Welcome to Follow-Up Friday!

By this time, you know the drill. Follow-Up Friday is a chance for us to revisit the subjects of previous posts and bring the PuzzleNation audience up to speed on all things puzzly.

And today, I’d like to return to the subject of our recent 5 Questions interviewee, Lily Hevesh, aka Hevesh5.

You might have seen the above video from Hevesh5, the amazing triple spiral, which we shared on our Facebook and Twitter accounts.

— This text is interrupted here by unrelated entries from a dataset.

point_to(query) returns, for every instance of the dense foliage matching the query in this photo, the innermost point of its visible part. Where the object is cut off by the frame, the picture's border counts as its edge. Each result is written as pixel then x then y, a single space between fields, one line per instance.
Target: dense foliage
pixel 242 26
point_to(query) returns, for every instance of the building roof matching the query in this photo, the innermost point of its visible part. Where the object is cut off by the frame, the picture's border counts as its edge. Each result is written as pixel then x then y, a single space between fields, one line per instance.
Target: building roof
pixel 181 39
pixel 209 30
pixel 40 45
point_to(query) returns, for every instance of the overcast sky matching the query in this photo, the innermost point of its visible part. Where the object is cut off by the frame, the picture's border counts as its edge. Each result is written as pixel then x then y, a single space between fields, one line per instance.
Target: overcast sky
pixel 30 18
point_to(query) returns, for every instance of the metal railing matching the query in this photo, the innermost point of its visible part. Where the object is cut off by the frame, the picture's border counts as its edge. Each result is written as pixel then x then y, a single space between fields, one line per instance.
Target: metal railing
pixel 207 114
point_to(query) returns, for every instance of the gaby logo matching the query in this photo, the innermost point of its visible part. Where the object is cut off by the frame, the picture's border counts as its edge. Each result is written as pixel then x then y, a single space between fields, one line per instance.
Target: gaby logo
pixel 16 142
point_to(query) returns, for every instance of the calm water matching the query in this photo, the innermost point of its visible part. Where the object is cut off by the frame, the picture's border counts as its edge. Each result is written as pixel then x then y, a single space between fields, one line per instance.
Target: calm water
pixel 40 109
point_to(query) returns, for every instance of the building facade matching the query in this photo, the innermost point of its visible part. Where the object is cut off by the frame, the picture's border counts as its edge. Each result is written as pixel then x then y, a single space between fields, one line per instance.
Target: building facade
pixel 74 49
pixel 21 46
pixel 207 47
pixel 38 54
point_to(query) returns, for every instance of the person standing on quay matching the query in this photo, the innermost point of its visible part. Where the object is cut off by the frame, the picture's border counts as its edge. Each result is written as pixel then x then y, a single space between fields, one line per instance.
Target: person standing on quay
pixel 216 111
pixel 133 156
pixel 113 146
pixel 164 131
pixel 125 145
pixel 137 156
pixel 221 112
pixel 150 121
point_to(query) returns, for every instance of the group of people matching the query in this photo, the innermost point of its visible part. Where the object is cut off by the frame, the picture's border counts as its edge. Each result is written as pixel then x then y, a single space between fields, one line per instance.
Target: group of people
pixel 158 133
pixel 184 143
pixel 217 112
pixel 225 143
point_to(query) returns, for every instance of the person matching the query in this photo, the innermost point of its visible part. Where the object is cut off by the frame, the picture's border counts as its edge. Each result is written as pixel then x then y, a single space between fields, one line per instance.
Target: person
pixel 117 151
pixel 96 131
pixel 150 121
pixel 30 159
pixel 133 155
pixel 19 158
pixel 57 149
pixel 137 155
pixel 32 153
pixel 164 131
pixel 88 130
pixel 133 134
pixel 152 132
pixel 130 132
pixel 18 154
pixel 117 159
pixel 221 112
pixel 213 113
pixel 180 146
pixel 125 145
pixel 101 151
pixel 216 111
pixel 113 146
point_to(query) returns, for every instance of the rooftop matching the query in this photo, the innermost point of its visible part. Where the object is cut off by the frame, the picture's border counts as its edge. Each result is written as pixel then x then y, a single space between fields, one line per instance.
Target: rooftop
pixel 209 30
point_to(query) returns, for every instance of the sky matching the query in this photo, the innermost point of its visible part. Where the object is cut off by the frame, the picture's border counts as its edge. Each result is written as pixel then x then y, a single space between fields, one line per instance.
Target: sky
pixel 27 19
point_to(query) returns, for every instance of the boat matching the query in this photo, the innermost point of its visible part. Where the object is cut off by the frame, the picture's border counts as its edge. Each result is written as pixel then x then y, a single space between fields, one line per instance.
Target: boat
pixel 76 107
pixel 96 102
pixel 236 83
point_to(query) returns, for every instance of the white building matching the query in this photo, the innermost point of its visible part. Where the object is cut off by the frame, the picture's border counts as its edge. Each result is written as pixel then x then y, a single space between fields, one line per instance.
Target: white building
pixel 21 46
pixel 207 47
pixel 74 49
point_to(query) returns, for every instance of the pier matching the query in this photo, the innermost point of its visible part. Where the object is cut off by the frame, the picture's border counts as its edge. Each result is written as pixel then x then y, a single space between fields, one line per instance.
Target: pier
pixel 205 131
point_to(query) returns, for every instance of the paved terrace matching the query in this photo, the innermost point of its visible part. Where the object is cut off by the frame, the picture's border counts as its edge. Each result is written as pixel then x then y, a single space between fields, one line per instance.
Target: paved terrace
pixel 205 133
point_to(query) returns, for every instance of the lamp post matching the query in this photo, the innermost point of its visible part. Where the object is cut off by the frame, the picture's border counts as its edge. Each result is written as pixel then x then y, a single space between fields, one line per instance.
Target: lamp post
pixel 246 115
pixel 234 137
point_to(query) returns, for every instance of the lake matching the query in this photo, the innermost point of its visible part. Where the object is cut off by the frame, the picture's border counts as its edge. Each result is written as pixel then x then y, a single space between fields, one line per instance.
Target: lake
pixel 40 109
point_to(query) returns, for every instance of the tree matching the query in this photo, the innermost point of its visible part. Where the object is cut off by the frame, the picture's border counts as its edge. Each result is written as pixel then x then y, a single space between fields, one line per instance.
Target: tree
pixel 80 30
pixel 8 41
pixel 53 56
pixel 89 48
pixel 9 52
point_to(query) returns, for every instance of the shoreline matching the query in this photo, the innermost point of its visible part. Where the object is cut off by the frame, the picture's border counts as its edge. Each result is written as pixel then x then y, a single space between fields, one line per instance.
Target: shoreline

It’s honestly one of the coolest, most staggering domino creations I’ve ever seen, a 15,000-domino work of kinetic art that took Lily 25 hours to assemble, and I couldn’t resist sharing it with my fellow puzzlers and PuzzleNationers.

Apparently, I wasn’t alone in that. The spiral got FOUR MILLION views in two days. It got major attention on Reddit, the YouTube front page, CNN, CBS News, and more!

It has amassed over TEN MILLION views in less than a fortnight.

And, as you might expect, Lily was not only humble, but grateful for the support of puzzlers and domino fans like.

Check out this video discussing the video’s success, as well as Lily’s plans for the future:

So great to see such positive attention for her and her work. It couldn’t have happened to a nicer person.